Step 1

We are given the value of force $F = 350\;{\rm{lb}}$.

We are asked to express the force F as a Cartesian vector.

 
Step 2

The location of point A from the above diagram is.

\[{r_A} = \left( {0i + 0j + 35k} \right)\;{\rm{ft}}\]

The location of point B from the above diagram is.

\[{r_B} = \left( {50\sin \theta i + 50\cos \theta j + 0k} \right)\;{\rm{ft}}\]

Plugging the known values in the above expression.

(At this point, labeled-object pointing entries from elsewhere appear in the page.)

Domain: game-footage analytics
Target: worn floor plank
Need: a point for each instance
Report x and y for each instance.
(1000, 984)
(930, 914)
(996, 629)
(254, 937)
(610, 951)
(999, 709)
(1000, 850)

\begin{array}{l} {r_B} = \left( {50\sin \left( {20^\circ } \right)i + 50\cos \left( {20^\circ } \right)j + 0k} \right)\;{\rm{ft}}\\ {r_B} = \left( {17.1i + 47j + 0k} \right)\;{\rm{ft}} \end{array}

The position vector among points A and B is calculated as,

\begin{array}{l} {r_{AB}} = {r_B} - {r_A}\\ {r_{AB}} = \left( {17.1i + 47j + 0k} \right)\;{\rm{ft}} - \left( {0i + 0j + 35k} \right)\;{\rm{ft}}\\ {r_{AB}} = \left( {\left( {17.1 - 0} \right)i + \left( {47 - 0} \right)j + \left( {0 - 35} \right)k} \right)\;{\rm{ft}}\\ {r_{AB}} = \left( {\left( {17.1} \right)i + \left( {47} \right)j - \left( {35} \right)k} \right)\;{\rm{ft}} \end{array}
 
Step 3

To find the magnitude of position vector we will use the following relation.

\[r = \sqrt {{r_x}^2 + {r_y}^2 + {r_z}^2} \]

Plugging in the known values in the above relation.

\begin{array}{l} r = \sqrt {{{\left( {17.1\;{\rm{ft}}} \right)}^2} + {{\left( {47\;{\rm{ft}}} \right)}^2} + {{\left( { - 35\;{\rm{ft}}} \right)}^2}} \\ r = 61.04\;{\rm{ft}} \end{array}

To find the unit vector we will use the following relation.

\[u = \left( {\frac{{{r_x}}}{r} + \frac{{{r_y}}}{r} + \frac{{{r_z}}}{r}} \right)\]

Plugging in the known values in the above relation.

\begin{array}{l} u = \left( {\frac{{17.1}}{{61.04}}i + \frac{{47}}{{61.04}}j + \frac{{35}}{{61.04}}k} \right)\\ u = \left( {0.28i + 0.76j + 0.57k} \right) \end{array}
 
Step 4

To find the Cartesian vector of force we will use the following relation.

\[{F_{BA}} = F \cdot u\]

Plugging in the known values in the above relation.

\[\begin{array}{l} {F_{BA}} = \left( {350\;{\rm{lb}}} \right) \cdot \left( {0.28i + 0.76j - 0.57k} \right)\\ {F_{BA}} = \left( {98i + 266j - 199.5k} \right)\;{\rm{lb}} \end{array}\]